Мэриголд в свои шесть лет уже испытала большинство чувств, что делают жизнь яркой, ужасной и удивительной, – чувств не менее ярких и ужасных, чем в шестнадцать или шестьдесят. Вероятно, она родилась, зная, что, будучи Лесли, рождена почти королевским отпрыском. Но её родовая гордость полноценно расцвела после одного разговора с маленькой Мей Кемп из Низины.

«Ты умываешься каждый день?» – недоверчиво спросила её Мей.

«Да», – отвечала Мэриголд.

«Разве это нужно?»

«Конечно. А ты разве нет?»

«Я нет, – презрительно сказала Мей. – Я умываюсь, если лицо грязное».

И тут Мэриголд поняла разницу между кастой Лесли и прочими лучше, чем из всех проповедей Младшей бабушки.

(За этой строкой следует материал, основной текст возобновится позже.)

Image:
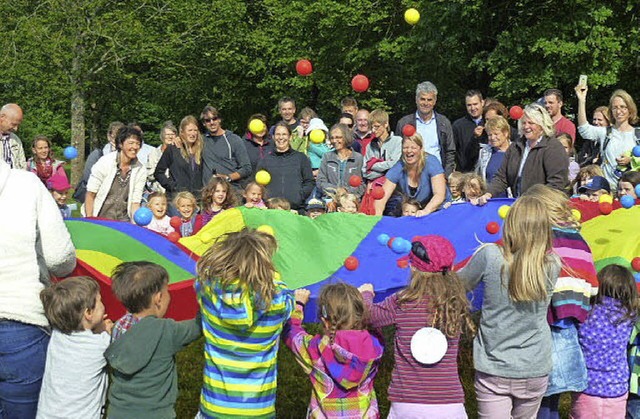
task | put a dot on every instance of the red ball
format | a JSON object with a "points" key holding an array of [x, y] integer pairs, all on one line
{"points": [[516, 112], [377, 192], [493, 227], [355, 181], [605, 207], [360, 83], [351, 263], [175, 222], [304, 67], [408, 130]]}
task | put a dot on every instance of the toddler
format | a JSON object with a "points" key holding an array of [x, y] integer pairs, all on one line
{"points": [[253, 194], [186, 204], [473, 186], [217, 196], [343, 361], [410, 207], [161, 222], [435, 298], [604, 337], [59, 187], [142, 352], [244, 307], [278, 203], [315, 208], [593, 190], [75, 375]]}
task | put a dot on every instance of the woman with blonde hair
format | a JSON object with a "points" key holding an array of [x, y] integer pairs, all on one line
{"points": [[536, 157], [570, 302], [184, 162], [513, 346], [616, 141], [418, 175]]}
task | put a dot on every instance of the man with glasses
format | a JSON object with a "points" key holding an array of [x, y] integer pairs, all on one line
{"points": [[224, 154], [11, 150]]}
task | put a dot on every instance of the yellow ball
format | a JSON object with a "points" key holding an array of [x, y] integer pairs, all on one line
{"points": [[606, 198], [317, 136], [503, 211], [256, 126], [266, 229], [576, 214], [263, 177], [412, 16]]}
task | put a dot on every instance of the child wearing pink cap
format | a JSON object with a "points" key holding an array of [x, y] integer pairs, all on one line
{"points": [[59, 187], [434, 298]]}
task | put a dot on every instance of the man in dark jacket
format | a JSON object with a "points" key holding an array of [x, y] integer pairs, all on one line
{"points": [[224, 154], [434, 128], [468, 133]]}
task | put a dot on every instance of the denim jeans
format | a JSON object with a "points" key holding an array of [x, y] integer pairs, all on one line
{"points": [[23, 351]]}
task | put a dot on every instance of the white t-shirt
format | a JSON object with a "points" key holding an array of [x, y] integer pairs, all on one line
{"points": [[75, 376]]}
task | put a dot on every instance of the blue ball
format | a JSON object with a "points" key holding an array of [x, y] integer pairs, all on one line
{"points": [[383, 239], [143, 216], [70, 152], [627, 201], [399, 245]]}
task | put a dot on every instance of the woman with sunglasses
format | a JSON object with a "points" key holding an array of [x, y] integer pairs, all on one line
{"points": [[537, 157]]}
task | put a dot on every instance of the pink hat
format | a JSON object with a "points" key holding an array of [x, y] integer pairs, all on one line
{"points": [[58, 183], [431, 254]]}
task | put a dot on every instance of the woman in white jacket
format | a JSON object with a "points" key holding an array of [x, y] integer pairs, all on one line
{"points": [[117, 180], [34, 243]]}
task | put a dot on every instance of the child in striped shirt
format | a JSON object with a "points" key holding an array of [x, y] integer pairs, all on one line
{"points": [[341, 363], [244, 307], [435, 297]]}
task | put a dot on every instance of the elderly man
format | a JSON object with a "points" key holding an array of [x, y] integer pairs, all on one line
{"points": [[224, 154], [434, 128], [11, 151]]}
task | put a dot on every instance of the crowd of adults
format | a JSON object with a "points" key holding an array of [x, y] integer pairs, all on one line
{"points": [[414, 164]]}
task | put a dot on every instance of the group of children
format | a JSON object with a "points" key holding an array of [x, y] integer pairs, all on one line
{"points": [[245, 307]]}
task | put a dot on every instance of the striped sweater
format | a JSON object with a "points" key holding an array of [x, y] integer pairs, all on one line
{"points": [[578, 278], [241, 346], [341, 373], [411, 381]]}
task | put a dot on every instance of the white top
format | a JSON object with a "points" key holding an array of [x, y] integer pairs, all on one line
{"points": [[102, 175], [620, 143], [75, 376], [34, 242]]}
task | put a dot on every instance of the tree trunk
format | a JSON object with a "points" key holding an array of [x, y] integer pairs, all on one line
{"points": [[77, 117]]}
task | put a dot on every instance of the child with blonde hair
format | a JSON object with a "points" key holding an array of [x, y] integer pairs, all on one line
{"points": [[343, 361], [253, 195], [244, 308], [187, 206], [473, 186], [424, 383], [75, 376], [161, 222], [217, 196], [604, 337], [512, 349]]}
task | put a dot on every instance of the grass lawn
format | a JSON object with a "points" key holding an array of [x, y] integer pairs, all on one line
{"points": [[294, 387]]}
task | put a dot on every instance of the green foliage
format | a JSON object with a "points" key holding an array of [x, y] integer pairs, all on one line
{"points": [[151, 61]]}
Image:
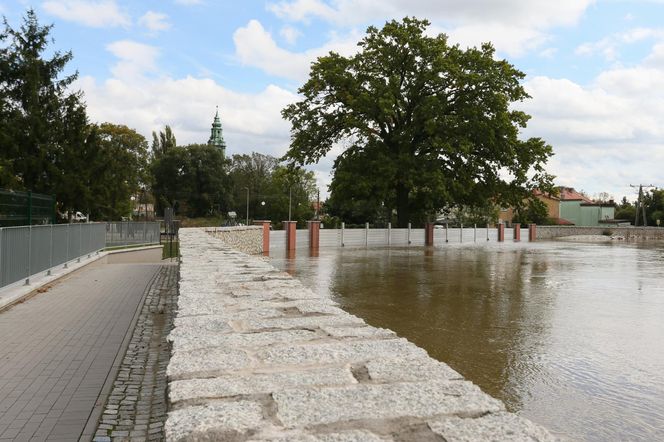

Стыд? О, она испила эту чашу до дна. Разве можно забыть тот кошмарный ужин, когда она пробралась, красная и запыхавшаяся, на свое место, извиняясь за опоздание? Непростительный поступок, когда за столом присутствуют гости – два министра и их жёны.

«Я никак не могла, мама. Я помогала Кейт Блэквайер поить коров мистера Донкина и нам пришлось гоняться за той чёртовой телкой».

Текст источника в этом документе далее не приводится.